Municipal bonds - expected annual yield = 5%.
High-yield corporate stocks - expected dividend yield = 8%.
Savings account in a commercial bank-expected annual yield = 3%.
High-growth common stocks - expected annual increase in market value = 10%; expected dividend yield = 0.
Calculate the after-tax yields on the foregoing investments, assuming the Brittens have a 28% marginal tax rate (based on Public Law 108-27, The Jobs and Growth Tax Relief Reconciliation Act of 2003).
How would you recommend the Brittens invest their $40,000? Explain your answ
Three major factors come into play when making investment decisions; 1) after-tax rate of return, 2) Risk, 3) Liquidity. (Liquidity reflects the speed and ability to turn a asset into cash).
Calculate the after-tax rate of return as the rate of return times 1 less the appropriate marginal tax rate. That is ATR=r*(1-t). The current Federal marginal tax rate on capital gains and dividends for the Brittens is 15%. The tax on the gains from the condo can safely assumed to be zero.
So, rates of after tax rates of return:
Condo = 5% (Less if the Brittons itemize their deductions and can deduct their interest expenses).
Munis = 5%
Dividend paying stocks = 8%*(.85)
Saving accounts = 3%*(.72)
Growth stocks = 10%*(.85)
Investment risks
Condo -- medium risk
Munis -- low risk,
Dividend Stocks -- medium-high
Savings accounts -- zero
Growth stocks -- high
Liquidity is best with the savings account.
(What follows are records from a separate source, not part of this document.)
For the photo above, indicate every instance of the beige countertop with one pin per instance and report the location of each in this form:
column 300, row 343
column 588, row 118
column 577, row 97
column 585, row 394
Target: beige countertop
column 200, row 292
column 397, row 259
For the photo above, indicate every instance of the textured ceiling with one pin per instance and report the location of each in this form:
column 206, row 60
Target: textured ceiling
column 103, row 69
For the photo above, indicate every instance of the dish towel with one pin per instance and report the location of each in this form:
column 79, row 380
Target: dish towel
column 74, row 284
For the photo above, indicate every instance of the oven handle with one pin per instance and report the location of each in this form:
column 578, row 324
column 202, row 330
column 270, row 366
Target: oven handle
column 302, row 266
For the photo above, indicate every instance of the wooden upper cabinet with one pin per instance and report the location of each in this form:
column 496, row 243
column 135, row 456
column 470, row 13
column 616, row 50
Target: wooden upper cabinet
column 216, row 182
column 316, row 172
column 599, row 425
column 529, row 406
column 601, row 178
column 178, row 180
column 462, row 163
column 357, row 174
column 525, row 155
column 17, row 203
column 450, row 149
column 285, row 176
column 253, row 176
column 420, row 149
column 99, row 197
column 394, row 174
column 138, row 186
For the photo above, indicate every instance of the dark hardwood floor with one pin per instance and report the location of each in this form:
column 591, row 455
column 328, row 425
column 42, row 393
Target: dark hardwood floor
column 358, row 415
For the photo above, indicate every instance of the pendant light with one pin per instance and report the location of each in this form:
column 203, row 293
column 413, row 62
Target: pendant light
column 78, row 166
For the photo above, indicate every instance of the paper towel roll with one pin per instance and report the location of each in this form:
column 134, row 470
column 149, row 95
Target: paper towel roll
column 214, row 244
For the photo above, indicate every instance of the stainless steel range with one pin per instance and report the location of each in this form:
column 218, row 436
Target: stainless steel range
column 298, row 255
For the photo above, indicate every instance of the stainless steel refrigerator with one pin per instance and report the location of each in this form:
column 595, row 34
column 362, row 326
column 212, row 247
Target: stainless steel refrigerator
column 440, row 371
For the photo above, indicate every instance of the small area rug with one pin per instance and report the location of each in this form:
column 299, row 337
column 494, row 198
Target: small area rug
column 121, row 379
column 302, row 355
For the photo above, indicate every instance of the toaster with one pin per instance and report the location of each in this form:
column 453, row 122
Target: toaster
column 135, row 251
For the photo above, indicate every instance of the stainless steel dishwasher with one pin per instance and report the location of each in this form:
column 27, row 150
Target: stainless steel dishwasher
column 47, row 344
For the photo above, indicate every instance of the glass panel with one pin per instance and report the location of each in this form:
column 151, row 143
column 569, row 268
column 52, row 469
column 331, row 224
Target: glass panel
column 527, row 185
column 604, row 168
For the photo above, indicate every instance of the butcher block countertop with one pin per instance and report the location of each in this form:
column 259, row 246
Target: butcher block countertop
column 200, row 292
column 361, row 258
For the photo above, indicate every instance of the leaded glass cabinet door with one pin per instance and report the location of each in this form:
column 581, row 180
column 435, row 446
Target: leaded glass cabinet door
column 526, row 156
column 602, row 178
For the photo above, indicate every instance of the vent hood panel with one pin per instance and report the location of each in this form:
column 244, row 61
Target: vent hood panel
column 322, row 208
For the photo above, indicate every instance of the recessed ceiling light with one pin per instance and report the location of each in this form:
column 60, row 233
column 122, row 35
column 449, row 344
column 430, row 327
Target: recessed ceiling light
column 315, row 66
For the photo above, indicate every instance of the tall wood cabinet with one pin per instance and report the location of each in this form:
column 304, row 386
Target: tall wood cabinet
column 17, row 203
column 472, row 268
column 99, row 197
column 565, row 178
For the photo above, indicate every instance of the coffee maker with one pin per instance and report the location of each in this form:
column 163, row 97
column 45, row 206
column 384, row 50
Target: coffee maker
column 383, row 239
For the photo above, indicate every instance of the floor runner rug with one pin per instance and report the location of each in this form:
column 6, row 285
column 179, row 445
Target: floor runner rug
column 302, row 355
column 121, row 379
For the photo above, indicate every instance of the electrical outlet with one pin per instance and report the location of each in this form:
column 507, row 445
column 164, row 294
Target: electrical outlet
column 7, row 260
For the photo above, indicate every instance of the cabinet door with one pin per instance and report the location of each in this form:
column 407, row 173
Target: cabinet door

Next are stocks. Munis are generally the same as or worse than stocks. Poorest liquidity is the condo.
Assuming the Britton's current rent is not dirt cheap, and assuming Brittons are not planning to relocate in the near future, the clear winner is buying the Condo with $10,000 down.
The clear loser is the Muni bonds. In my opinion, the lower risk does compensate for the lowest after-tax rate of return.
Mix the other three according to the Britten's stomach for risk and their need for ready cash.
I forgot to add, tax on growth stocks are deferred to the future. So, the after tax rate of return should reflect, in principal, some present-value discounting and expected holding period.